The panna cotta turned out very nicely indeed. I was going to use a loaf pan originally, but then I spotted my brioche moulds in the cupboard and decided to use them instead. Just after I put the panna cotta in the fridge, I got some doubts about not using enough gelatine and indeed, according to the packet, I should have used more. It was a bit tricky to get the panna cotta out of the moulds and it just about held its shape, but Lundulph thought the texture was very good and said I shouldn't put more gelatine in.

The compote isn't a traditional one, since the apples aren't actually cooked. I used the remainder of the apples I got from my neighbours last week and being cooking apples, they were quite tart, even with the sugary syrup, but the panna cotta took the edge right off them.

The only thing I would have liked in addition is a bit of a crunch in something like a brandy snap or such. Lundulph thought some sort of créme brûlée crunch would be in order. I'm not sure about that, but will have to try it out.

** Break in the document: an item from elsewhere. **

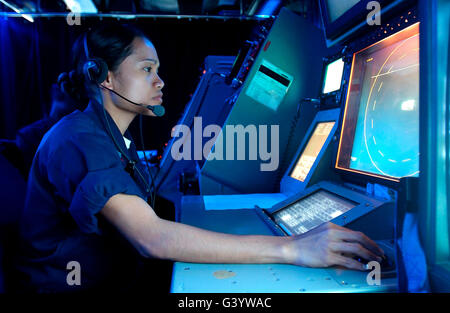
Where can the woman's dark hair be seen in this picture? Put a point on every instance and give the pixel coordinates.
(111, 42)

The second time round, we had the panna cotta with the remaining caramelised figs and that was really nice too, plus they had their own built-in crunch. And what I found interesting was that in the first serving, the panna cotta was the sweeter part of the dessert, offsetting the sourness of the apples, while in the second, it was the neutraliser to the strong sweetness of the figs. I see a lot of possibilities with it.